Friends with connections to celebrities have gotten her business from well-known clients. Actress Kellie Martin of Life Goes On and ER blogged and Tweeted about First Friends, which got her some business.
A New York City boutique also displays her work and takes commissions.
Chainani is collecting vintage and antique toys to paint, so she can use the artwork to start a line of stationery. "I really think that will appeal to people’s sense of nostalgia," she said. She would like to expand her line of stationery to include items such as sketchbooks and notebooks. She wants to be in more boutiques, and eventually hire someone to handle operations so she can concentrate on the art.
"It’s a unique product, so getting people to understand what I do is my biggest challenge," Chainani said.
Balancing work and family
Chainani rises at 7 a.m. and gets the kids ready to drop them off by 9 a.m.

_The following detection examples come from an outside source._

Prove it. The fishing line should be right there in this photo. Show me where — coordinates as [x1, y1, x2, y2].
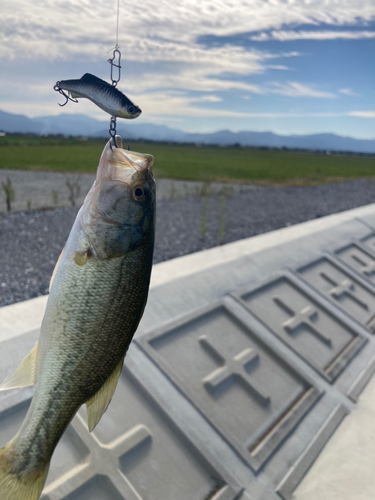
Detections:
[108, 0, 121, 148]
[116, 0, 120, 49]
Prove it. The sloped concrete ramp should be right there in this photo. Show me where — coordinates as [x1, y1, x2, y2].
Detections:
[0, 204, 375, 500]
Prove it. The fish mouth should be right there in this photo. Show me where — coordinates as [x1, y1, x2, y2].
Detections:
[94, 135, 154, 186]
[105, 135, 154, 171]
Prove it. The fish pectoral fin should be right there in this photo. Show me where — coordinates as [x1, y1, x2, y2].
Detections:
[0, 342, 39, 391]
[86, 356, 125, 432]
[49, 247, 65, 291]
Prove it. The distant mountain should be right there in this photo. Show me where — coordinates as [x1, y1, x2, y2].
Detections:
[0, 111, 375, 153]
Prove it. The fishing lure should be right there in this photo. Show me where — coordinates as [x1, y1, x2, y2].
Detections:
[54, 73, 142, 119]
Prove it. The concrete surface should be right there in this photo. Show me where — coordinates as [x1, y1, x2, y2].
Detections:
[294, 379, 375, 500]
[0, 201, 375, 500]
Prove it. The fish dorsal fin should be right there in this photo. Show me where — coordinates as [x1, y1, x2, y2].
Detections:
[0, 342, 39, 391]
[86, 356, 125, 432]
[81, 73, 109, 85]
[49, 247, 65, 291]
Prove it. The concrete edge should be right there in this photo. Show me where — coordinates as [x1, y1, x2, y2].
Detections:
[0, 203, 375, 341]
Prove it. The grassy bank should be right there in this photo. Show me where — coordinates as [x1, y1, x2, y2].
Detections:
[0, 136, 375, 184]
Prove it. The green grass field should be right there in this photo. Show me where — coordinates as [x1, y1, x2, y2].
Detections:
[0, 136, 375, 184]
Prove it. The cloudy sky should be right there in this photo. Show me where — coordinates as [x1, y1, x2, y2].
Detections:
[0, 0, 375, 139]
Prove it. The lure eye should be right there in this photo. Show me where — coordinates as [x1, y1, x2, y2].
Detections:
[133, 186, 145, 201]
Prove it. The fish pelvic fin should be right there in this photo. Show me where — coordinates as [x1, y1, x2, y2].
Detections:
[49, 247, 65, 291]
[86, 356, 125, 432]
[0, 342, 39, 392]
[0, 441, 49, 500]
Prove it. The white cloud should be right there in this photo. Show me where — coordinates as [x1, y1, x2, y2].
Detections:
[267, 82, 336, 99]
[339, 88, 358, 97]
[0, 0, 375, 128]
[192, 95, 223, 102]
[250, 30, 375, 42]
[122, 91, 343, 118]
[348, 111, 375, 118]
[0, 0, 375, 60]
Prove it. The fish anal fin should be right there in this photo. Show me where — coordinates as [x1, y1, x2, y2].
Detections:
[49, 247, 65, 291]
[86, 356, 125, 432]
[0, 342, 39, 391]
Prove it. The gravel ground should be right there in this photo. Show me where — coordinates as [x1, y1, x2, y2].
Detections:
[0, 179, 375, 306]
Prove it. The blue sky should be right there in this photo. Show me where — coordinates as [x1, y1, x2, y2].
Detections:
[0, 0, 375, 139]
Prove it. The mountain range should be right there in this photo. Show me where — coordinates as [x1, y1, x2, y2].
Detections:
[0, 110, 375, 153]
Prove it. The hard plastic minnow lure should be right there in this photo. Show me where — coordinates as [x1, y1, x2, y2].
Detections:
[54, 73, 142, 119]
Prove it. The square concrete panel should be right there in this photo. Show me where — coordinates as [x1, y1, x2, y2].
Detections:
[298, 256, 375, 329]
[361, 234, 375, 252]
[334, 242, 375, 284]
[138, 304, 318, 470]
[235, 276, 366, 382]
[42, 368, 240, 500]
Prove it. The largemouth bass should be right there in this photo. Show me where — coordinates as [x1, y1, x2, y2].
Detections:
[54, 73, 142, 119]
[0, 136, 155, 500]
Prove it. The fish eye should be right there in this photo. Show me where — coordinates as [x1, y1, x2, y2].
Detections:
[133, 186, 145, 201]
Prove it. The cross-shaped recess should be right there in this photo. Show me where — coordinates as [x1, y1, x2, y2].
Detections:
[320, 272, 368, 311]
[44, 415, 152, 500]
[199, 335, 271, 406]
[273, 297, 332, 347]
[351, 253, 375, 276]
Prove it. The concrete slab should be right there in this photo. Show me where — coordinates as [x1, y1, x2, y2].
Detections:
[0, 201, 375, 500]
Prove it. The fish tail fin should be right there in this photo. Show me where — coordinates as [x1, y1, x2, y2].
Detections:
[0, 440, 49, 500]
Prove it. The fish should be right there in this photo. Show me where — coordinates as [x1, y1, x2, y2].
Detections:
[54, 73, 142, 119]
[0, 136, 155, 500]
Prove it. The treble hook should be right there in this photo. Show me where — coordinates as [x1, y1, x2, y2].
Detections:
[53, 82, 78, 107]
[108, 45, 121, 87]
[109, 116, 118, 149]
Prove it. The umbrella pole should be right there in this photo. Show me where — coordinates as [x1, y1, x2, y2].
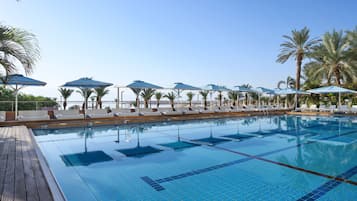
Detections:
[83, 90, 87, 119]
[15, 88, 18, 120]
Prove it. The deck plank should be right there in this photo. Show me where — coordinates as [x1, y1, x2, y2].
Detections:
[0, 126, 53, 201]
[22, 126, 53, 201]
[0, 128, 9, 199]
[1, 129, 16, 201]
[21, 127, 40, 201]
[14, 128, 26, 201]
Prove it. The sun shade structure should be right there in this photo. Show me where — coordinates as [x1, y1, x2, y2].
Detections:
[0, 74, 46, 120]
[233, 86, 256, 93]
[307, 86, 357, 106]
[126, 80, 162, 89]
[172, 82, 201, 91]
[254, 87, 275, 108]
[203, 84, 230, 91]
[62, 77, 113, 118]
[274, 88, 310, 95]
[126, 80, 163, 110]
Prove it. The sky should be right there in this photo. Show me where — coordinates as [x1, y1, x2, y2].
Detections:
[0, 0, 357, 100]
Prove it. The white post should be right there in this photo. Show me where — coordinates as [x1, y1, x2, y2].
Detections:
[15, 90, 18, 120]
[14, 85, 19, 120]
[83, 89, 87, 118]
[116, 87, 120, 109]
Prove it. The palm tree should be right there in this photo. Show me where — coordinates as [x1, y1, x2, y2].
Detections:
[0, 24, 40, 75]
[58, 88, 73, 110]
[186, 92, 195, 108]
[130, 88, 143, 108]
[77, 88, 93, 110]
[228, 91, 238, 107]
[94, 87, 109, 109]
[241, 84, 253, 105]
[277, 76, 296, 89]
[164, 92, 176, 111]
[140, 89, 155, 108]
[200, 90, 209, 110]
[276, 27, 320, 104]
[306, 30, 357, 86]
[155, 92, 162, 109]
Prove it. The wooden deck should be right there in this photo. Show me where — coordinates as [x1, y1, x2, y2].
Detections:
[0, 126, 53, 201]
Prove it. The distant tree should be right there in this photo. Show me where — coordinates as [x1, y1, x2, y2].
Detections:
[228, 91, 238, 107]
[94, 87, 109, 109]
[200, 90, 209, 110]
[58, 88, 73, 110]
[130, 88, 143, 107]
[0, 24, 40, 75]
[276, 27, 320, 105]
[186, 92, 194, 108]
[141, 89, 155, 108]
[77, 88, 93, 110]
[164, 92, 176, 111]
[155, 92, 162, 109]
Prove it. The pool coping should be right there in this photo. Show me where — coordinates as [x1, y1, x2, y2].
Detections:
[28, 128, 67, 201]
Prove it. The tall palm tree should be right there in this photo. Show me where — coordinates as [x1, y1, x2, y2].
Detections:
[186, 92, 195, 108]
[276, 27, 320, 103]
[58, 88, 73, 110]
[277, 76, 296, 89]
[130, 88, 143, 108]
[228, 91, 238, 107]
[155, 92, 162, 109]
[306, 30, 357, 86]
[0, 24, 40, 75]
[241, 84, 253, 105]
[164, 92, 176, 111]
[140, 89, 155, 108]
[200, 90, 209, 110]
[77, 88, 93, 110]
[94, 87, 109, 109]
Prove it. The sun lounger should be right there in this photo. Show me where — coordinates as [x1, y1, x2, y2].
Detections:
[112, 109, 139, 117]
[319, 105, 336, 113]
[308, 104, 319, 112]
[183, 109, 199, 114]
[18, 110, 50, 121]
[351, 105, 357, 113]
[0, 111, 6, 122]
[160, 109, 184, 116]
[336, 105, 351, 113]
[86, 109, 113, 118]
[53, 110, 84, 119]
[140, 109, 161, 116]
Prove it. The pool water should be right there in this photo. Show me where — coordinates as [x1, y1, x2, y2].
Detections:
[34, 116, 357, 201]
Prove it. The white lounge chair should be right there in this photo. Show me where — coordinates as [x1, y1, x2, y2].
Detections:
[336, 105, 351, 113]
[17, 110, 50, 121]
[160, 108, 184, 116]
[0, 111, 6, 121]
[53, 110, 84, 119]
[140, 108, 161, 116]
[351, 105, 357, 113]
[112, 109, 140, 117]
[308, 104, 319, 112]
[86, 109, 113, 118]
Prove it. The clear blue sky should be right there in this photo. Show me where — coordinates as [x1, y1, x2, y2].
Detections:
[0, 0, 357, 100]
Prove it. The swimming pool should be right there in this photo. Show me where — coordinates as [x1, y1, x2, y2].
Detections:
[34, 116, 357, 201]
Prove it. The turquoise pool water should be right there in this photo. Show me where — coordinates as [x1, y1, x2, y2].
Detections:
[34, 116, 357, 201]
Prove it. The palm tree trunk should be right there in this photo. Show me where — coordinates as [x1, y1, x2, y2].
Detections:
[295, 54, 303, 107]
[63, 99, 67, 110]
[334, 66, 341, 86]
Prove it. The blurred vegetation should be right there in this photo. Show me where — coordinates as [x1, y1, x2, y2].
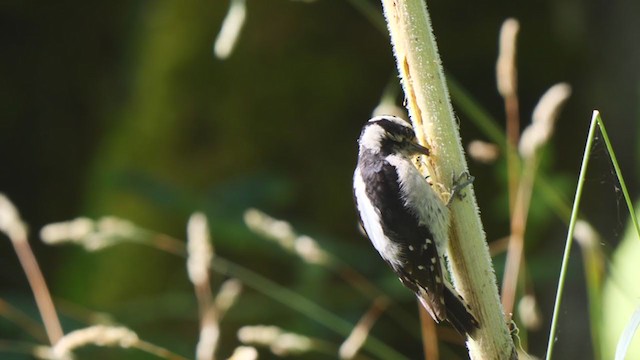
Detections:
[0, 0, 640, 359]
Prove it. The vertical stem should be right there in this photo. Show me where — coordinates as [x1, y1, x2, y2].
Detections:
[382, 0, 517, 359]
[12, 238, 63, 345]
[546, 111, 600, 360]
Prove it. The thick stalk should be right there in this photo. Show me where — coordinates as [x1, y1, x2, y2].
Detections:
[382, 0, 517, 359]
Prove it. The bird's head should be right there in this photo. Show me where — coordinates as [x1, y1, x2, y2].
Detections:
[358, 115, 429, 156]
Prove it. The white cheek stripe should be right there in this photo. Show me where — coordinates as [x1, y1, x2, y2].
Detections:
[353, 170, 400, 265]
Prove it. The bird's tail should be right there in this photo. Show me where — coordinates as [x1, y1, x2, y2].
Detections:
[443, 286, 480, 337]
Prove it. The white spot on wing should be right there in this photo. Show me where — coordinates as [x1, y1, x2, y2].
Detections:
[386, 154, 449, 255]
[353, 170, 401, 265]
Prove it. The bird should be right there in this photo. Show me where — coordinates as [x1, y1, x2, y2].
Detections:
[353, 115, 479, 337]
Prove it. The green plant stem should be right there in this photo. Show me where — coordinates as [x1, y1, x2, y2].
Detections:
[546, 111, 640, 360]
[382, 0, 517, 359]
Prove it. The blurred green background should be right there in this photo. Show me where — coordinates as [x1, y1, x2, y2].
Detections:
[0, 0, 640, 359]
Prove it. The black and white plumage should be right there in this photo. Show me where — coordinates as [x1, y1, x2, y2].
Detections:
[353, 116, 479, 335]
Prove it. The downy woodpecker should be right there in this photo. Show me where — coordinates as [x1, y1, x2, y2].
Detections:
[353, 116, 479, 336]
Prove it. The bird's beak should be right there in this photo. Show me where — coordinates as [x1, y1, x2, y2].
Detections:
[411, 143, 429, 155]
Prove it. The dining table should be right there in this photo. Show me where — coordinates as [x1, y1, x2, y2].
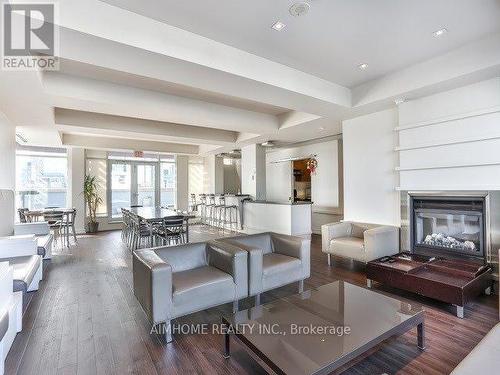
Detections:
[126, 207, 196, 242]
[23, 208, 74, 247]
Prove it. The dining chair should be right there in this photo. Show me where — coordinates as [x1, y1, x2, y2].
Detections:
[43, 211, 65, 244]
[129, 212, 154, 250]
[17, 208, 29, 223]
[155, 215, 187, 246]
[62, 208, 77, 247]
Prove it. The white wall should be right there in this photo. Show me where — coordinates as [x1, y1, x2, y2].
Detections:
[205, 155, 224, 194]
[67, 148, 85, 233]
[266, 139, 343, 233]
[0, 112, 16, 190]
[342, 108, 400, 225]
[397, 78, 500, 190]
[0, 112, 16, 235]
[223, 159, 241, 194]
[176, 155, 189, 211]
[241, 145, 266, 200]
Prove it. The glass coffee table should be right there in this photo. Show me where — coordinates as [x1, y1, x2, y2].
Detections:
[222, 281, 425, 374]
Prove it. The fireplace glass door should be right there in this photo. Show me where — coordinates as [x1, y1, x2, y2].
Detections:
[414, 208, 483, 256]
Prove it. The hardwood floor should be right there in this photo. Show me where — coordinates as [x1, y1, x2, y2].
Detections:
[5, 227, 498, 374]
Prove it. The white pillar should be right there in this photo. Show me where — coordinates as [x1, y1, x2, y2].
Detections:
[205, 155, 224, 194]
[0, 112, 16, 236]
[0, 112, 16, 190]
[241, 145, 266, 200]
[67, 148, 85, 233]
[176, 155, 189, 211]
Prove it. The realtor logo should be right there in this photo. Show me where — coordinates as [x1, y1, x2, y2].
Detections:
[2, 3, 59, 70]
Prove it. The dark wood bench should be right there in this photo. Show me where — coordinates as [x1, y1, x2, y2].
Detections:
[366, 253, 492, 318]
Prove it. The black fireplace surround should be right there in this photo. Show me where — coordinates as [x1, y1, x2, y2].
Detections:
[410, 196, 485, 259]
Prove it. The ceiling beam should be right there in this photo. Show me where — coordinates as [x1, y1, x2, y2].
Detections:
[54, 108, 238, 145]
[62, 134, 199, 155]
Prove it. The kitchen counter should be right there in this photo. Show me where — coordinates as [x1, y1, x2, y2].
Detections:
[243, 200, 312, 236]
[245, 200, 313, 206]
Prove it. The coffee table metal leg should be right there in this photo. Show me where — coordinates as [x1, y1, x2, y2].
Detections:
[417, 322, 425, 350]
[222, 319, 231, 359]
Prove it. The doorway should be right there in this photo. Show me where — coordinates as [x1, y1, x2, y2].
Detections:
[108, 160, 160, 218]
[292, 159, 311, 202]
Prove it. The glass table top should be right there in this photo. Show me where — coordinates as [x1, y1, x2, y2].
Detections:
[224, 281, 423, 374]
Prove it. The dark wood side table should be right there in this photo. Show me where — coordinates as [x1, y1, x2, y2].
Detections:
[366, 253, 492, 318]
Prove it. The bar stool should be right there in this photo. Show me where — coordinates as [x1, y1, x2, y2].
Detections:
[218, 195, 238, 231]
[205, 194, 215, 226]
[214, 194, 226, 228]
[199, 194, 207, 224]
[189, 194, 201, 212]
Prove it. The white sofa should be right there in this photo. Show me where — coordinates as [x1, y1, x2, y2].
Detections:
[14, 221, 54, 259]
[321, 221, 399, 265]
[0, 234, 43, 293]
[0, 262, 22, 375]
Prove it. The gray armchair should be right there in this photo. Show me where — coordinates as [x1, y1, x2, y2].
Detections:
[133, 241, 248, 342]
[217, 232, 311, 305]
[321, 221, 399, 265]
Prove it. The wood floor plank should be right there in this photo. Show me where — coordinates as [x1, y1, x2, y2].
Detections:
[5, 227, 498, 375]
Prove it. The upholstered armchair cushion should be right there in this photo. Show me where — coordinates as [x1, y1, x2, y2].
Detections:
[322, 221, 399, 263]
[217, 232, 311, 296]
[133, 242, 248, 324]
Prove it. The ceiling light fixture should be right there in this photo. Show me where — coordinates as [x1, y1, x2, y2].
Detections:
[432, 28, 448, 38]
[289, 1, 311, 17]
[271, 21, 286, 31]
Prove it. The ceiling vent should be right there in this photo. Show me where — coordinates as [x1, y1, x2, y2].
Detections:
[261, 141, 275, 147]
[290, 1, 311, 17]
[16, 133, 28, 143]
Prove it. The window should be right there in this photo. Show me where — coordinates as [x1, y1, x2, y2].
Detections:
[86, 159, 108, 216]
[16, 148, 68, 210]
[160, 155, 177, 207]
[188, 157, 205, 195]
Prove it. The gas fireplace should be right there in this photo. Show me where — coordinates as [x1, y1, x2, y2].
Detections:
[409, 196, 485, 258]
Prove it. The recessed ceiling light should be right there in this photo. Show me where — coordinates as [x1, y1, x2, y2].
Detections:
[432, 28, 448, 38]
[271, 21, 286, 31]
[289, 1, 311, 17]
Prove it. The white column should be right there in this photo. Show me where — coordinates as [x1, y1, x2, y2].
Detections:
[241, 145, 266, 200]
[67, 148, 85, 233]
[205, 155, 224, 194]
[176, 155, 189, 211]
[0, 112, 16, 190]
[0, 112, 16, 236]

Then she works – painting, taking orders, framing, shipping – until the kids are picked up at 2:45 p.m. "After I pick up my kids, my time is theirs," she said. "I don’t do any more work until they go to bed."
After the kids are put down about 7:30 or 8 p.m., Chainani takes care of any urgent matters, then spends time with her husband.
"Don’t be afraid to use your friends to get your name out," Chainani said. "And make sure you are doing something you love, because if you are not, you’re not going to put the time and work into it."